According to the ICCT, the second distinct characteristic of European foreign fighters is that they tend to come from the same area, most of the time from the same neighborhood. In many cases, they do not come from cities that have the highest proportion of Muslim immigrants. This tendency can be explained by the fact that they are radicalized by their close social networks, friends and family members. It also indicates existing recruitment networks or social ties between foreign fighters, as these play a greater role in radicalization and later leaving than the greater Muslim community.

Based on Lasse Lindekilde et al.’s 2016 article “Who Goes, Why, and With What Effects: The Problem of Foreign Fighters from Europe”, individuals get involved in radical milieus via three ways: 1) through so-called social selection; 2) organizational outreach; and 3) self-selection. Out of these three, social selection is the primary form of mobilization to high-risk activism, including joining violent groups. Lindekilde and his colleagues point out that everybody who knows somebody who already participates in social movements, such as political protests and other forms of activism is far more likely to become active than people without such relations. The same applies for radical milieus; the cost of participation is lower for someone who already has acquaintances “on the inside”, and the benefits of joining increase as they have the opportunity to spend time with people they care about. This is consistent with the previously mentioned findings of Scott Atran, according to whom three quarters of those who join IS were encouraged by friends and peers.

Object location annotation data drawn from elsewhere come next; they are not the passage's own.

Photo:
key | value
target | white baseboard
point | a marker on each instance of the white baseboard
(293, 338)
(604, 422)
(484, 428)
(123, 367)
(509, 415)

Social selection has therefore contributed to certain neighborhoods becoming more radicalized than others, such as the Molenbeek and Schaerbeek districts of Brussels, the Sparkbrook neighborhood of Birmingham, certain banlieues of the departments of Yvelines and Seine-Saint-Denis, in the suburbs of Paris, as well as entire small towns like Machelen in Belgium or Aarhus in Denmark. Once infiltrated, these predominantly Muslim neighborhoods do not only provide a fertile ground for recruiters, but also isolation and camouflage for radicals seeking a hiding place. Thus they become complicit in harboring terrorism and causing even more distrust between their communities and mainstream society.

Despite the fact that there is no single profile for foreign fighters, it is clear that there are some characteristics and indicators that could enable societies and governments to spot people at risk. Looking at social networks and connections between those already involved and paying more attention to women could prove to be helpful in developing adequate strategies and policies to address this phenomenon.